Outside the American Embassy, I went to see the group who keep a vigil to protest the killing of two schoolgirls. The girls were accidentally run down by a U.S. army vehicle near a base called Camp Red Cloud, outside Seoul, on June 13, 2002. The army has since paid the parents of each girl $160,000. But the soldiers were only tried in a military court and not convicted. The incident has soured relations between the U.S. army and the local community. The vigils have continued but today it just so happens that the group was prevented from using their site because the park has been turned over to a book fair. Nothing even dramatically sinister – just tough pragmatic commerce with the big elbow.
It seems the largest bookstore here decides that, as soon as the weather gets balmy, to do an extended spring cleaning. This book sale will go on for weeks in this small park I’m told is called Burger King Park. Well, Burger King was indeed a good landmark but for a photo op, although I preferred the KFC I found later with a statue of the colonel every inch the civic monument.

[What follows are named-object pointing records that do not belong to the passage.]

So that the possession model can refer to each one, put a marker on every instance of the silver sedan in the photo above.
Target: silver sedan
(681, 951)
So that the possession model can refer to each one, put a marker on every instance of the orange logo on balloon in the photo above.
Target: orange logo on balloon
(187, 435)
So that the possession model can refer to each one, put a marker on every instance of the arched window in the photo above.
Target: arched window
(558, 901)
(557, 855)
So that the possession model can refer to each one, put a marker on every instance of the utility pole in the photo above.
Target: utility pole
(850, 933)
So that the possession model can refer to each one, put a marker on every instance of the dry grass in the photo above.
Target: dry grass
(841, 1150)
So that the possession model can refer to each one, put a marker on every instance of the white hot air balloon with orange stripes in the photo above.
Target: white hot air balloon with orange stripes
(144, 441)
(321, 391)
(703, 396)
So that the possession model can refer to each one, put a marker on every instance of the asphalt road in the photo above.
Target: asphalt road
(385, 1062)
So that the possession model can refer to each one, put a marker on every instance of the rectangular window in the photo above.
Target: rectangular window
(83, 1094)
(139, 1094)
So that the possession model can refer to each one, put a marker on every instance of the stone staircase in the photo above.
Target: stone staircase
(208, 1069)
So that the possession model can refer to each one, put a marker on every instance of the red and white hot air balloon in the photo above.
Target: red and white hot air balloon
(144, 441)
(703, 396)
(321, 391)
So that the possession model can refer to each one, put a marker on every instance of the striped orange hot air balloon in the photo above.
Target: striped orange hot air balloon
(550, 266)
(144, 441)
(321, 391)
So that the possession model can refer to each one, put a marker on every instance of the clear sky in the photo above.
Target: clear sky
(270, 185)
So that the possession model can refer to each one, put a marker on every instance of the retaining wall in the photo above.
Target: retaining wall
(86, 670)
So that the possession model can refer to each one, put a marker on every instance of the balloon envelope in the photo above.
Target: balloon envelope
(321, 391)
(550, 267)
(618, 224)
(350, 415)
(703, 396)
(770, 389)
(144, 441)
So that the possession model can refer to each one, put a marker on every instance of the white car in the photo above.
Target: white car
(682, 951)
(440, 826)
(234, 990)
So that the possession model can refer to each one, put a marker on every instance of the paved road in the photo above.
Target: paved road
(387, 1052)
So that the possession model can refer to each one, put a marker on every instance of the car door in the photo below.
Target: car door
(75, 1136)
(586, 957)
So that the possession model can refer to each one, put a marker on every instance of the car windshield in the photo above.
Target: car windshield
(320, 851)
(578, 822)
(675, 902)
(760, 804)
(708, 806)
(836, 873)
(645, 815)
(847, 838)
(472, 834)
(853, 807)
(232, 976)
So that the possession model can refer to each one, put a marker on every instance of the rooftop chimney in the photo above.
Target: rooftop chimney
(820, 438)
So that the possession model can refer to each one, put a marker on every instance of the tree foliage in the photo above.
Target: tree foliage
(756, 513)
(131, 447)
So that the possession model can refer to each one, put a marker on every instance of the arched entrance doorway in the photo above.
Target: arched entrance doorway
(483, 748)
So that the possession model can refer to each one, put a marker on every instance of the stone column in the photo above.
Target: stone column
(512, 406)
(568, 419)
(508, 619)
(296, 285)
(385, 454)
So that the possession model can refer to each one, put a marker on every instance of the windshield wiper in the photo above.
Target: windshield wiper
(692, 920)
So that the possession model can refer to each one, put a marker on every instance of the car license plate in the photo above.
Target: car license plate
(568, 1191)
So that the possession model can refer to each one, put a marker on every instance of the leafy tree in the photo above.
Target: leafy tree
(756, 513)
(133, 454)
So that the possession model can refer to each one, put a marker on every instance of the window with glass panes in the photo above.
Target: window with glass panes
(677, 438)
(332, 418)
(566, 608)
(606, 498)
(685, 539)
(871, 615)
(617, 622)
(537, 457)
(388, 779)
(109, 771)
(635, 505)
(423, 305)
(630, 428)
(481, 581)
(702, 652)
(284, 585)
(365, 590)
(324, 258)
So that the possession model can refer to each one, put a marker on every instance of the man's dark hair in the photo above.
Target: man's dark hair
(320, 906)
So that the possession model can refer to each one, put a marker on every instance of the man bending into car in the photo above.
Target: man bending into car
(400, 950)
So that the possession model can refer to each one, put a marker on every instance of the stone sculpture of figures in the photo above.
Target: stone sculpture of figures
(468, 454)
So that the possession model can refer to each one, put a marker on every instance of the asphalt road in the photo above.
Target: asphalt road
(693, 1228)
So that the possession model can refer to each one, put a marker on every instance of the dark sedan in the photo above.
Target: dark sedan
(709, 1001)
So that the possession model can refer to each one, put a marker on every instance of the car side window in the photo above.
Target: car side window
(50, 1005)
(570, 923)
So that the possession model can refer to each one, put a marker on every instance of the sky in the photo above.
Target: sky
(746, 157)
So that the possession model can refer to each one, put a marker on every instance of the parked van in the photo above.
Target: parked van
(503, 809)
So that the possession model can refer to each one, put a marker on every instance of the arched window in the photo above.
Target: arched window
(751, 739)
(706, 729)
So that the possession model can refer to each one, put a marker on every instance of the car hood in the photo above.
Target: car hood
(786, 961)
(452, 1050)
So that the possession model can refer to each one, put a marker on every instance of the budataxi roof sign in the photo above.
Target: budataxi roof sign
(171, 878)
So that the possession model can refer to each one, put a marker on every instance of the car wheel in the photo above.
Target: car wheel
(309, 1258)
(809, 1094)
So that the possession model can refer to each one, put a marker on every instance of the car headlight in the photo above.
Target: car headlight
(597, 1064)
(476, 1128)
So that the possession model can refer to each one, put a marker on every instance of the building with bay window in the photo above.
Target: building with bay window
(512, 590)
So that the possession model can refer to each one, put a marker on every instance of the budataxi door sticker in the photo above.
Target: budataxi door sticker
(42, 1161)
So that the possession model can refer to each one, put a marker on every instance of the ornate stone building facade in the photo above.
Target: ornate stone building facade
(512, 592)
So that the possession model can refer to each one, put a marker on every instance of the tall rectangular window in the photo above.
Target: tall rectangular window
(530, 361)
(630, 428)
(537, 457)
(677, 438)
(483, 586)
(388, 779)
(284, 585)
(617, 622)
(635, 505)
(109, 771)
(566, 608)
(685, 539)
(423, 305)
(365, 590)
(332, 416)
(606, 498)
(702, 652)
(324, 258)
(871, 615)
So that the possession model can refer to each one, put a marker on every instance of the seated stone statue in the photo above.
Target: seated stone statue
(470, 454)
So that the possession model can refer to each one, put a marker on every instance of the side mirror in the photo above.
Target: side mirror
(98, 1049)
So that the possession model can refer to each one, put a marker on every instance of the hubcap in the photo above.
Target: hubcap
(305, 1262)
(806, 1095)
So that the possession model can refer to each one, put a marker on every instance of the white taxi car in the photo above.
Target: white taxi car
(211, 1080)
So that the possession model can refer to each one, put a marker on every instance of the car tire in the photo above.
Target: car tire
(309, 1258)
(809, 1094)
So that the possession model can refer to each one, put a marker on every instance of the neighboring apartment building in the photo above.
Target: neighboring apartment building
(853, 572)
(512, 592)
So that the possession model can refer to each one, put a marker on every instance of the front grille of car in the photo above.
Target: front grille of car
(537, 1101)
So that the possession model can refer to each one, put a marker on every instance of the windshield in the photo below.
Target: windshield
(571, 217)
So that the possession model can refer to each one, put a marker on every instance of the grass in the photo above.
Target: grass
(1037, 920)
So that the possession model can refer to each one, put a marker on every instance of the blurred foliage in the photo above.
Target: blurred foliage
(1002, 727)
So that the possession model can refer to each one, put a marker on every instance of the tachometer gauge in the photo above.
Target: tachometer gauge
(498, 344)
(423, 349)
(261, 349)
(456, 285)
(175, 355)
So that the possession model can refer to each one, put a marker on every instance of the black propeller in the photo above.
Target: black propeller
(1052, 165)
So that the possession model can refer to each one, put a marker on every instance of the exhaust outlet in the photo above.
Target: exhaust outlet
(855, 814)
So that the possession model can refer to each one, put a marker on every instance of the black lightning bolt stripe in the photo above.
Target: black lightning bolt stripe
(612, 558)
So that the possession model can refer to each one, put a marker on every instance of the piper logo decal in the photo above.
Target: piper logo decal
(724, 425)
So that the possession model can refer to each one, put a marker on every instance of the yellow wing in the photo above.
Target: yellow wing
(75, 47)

Disappointed at finding no signs of protest, I circled the American embassy and marveled at the lines of police buses with riot gear piled up outside each. Layers of shields and three-foot-long batons propped up against the buses. Here’s a lone anti-war protester with a phalanx beside her. Are they there to put other people off joining her? They seem mutually respectful and dutiful.
Tonight at the opening concert of the women composers’ festival, there is an image that is somehow similar. Sitting on the floor on the front of the stage is Jin Hi Kim, a Korean American composer/performer playing a Komungo, a zither from the fourth century. She is like the girl protesting serenely with the dove placard. The musician wears a white silk costume and she also looks solemn and fragile, while behind her is a huge noisy orchestra.
She plucks hard at the strings pulling one at a time but the ancient Korean instrument seems plucky (sorry, couldn’t resist) but helpless against the force of the Western music which seems to conflict with her, drown her, ignore her. I have no idea whether my perception was what the composer intended. I intend to find out. There’ s a traditional Korean orchestra on a tiled mural in a subway station. The CLEAN COLORFUL, and HUGE subways have video ads on the platforms and on the trains. I was the only apparent Westerner in all my subway riding today. I have never been to a country this homogenous.
My last stop was the Seoul Arts Center. Spread out over a terraced steep slope, it has many concert halls, an opera house, film archives, and Bellagio-style fountains. But I’m not suggesting Vegas – this is really somber, and super respectful of the arts as high culture. The concert of contemporary music in a hall which seats nearly 3,000 was over half full. That’s very good.
But now in my room I will listen to Boa, a Korean teenage sensation who is making it big in Japan. I’m also listening to GOD (pronounced g – o – d, an an acronym for Groove OverDose), a band with a Korean American singer. All of the international musicians in this festival I’ve spoken with are smitten with Seoul. Surprised by all the surprises and intrigued by the complexity which is of course much more complex than we can possibly know.